Para atingirem os objetivos de um desenvolvimento sustentável, sendo atores ativos e exemplos de sustentabilidade, as universidades signatárias dessa declaração se comprometeram com as seguintes ações (KRAEMER, 2010):

  •  Aumentar a consciência para o desenvolvimento ambientalmente sustentável – usar todas as oportunidades para reforçar a consciência pública, governamental, industrial, institucional e universitária, defendendo publicamente a necessidade urgente de caminhar rumo a um futuro ambientalmente sustentável;
  • Criar uma cultura institucional da sustentabilidade – encorajar todas as universidades a envolver-se na educação, investigação, formação de políticas e troca de informação sobre a população, ambiente e desenvolvimento rumo a um futuro mais sustentável;
  • Educar para a cidadania ambientalmente responsável – estabelecer programas para produzir conhecimento em gestão ambiental, desenvolvimento econômico sustentável, população e domínios relacionados, de forma a assegurar que todos os graduados universitários sejam formados em ambiente adequado educando para serem cidadãos responsáveis;
  • Incentivar a literatura ambiental – criar programas para desenvolver a capacidade do corpo docente de cada faculdade de ensinar matérias ambientais a todos os estudantes universitários;
  • Praticar a ecologia institucional – estimular os dirigentes universitários e os docentes e investigadores ambientais a desenvolverem investigações, políticas, programas de intercâmbio de informação e curricular para um futuro ambientalmente sustentável;
  • Envolver todas as partes interessadas – encorajar governos, fundações e indústria a apoiar a investigação interdisciplinar, a educação, o desenvolvimento de políticas e o intercâmbio de informação em desenvolvimento ambientalmente sustentável.
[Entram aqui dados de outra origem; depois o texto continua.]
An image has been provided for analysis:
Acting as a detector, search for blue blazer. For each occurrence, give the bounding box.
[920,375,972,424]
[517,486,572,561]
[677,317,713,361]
Expandir o trabalho com as comunidades locais e as organizações não governamentais para ajudar a encontrar soluções para os problemas ambientais;
  • Colaborar para abordagens interdisciplinares – reunir professores e gestores universitários com técnicos ambientais de forma a desenvolver abordagens interdisciplinares aos currículos e a iniciativas de investigação, operação e comunicação que suportem um futuro ambientalmente sustentável;
  • Aumentar a capacidade das escolas primárias e secundárias – estabelecer parcerias com as escolas primárias e secundárias para potenciar as capacidades dos seus professores em ensinar assuntos relacionados com a população, o ambiente e o desenvolvimento sustentável;
  • Alargar o serviço e o alcance nacional e internacionalmente – trabalhar com a Conferência da ONU em Ambiente e Desenvolvimento (UNCED), o Programa Ambiental da ONU (UNEP) e outras organizações internacionais e nacionais para promover um esforço universitário global rumo a um futuro sustentável;
  • Manter o movimento – estabelecer um comitê de acompanhamento e um secretariado para continuar este momentum, informar e apoiar mutuamente os esforços na efetivação desta declaração.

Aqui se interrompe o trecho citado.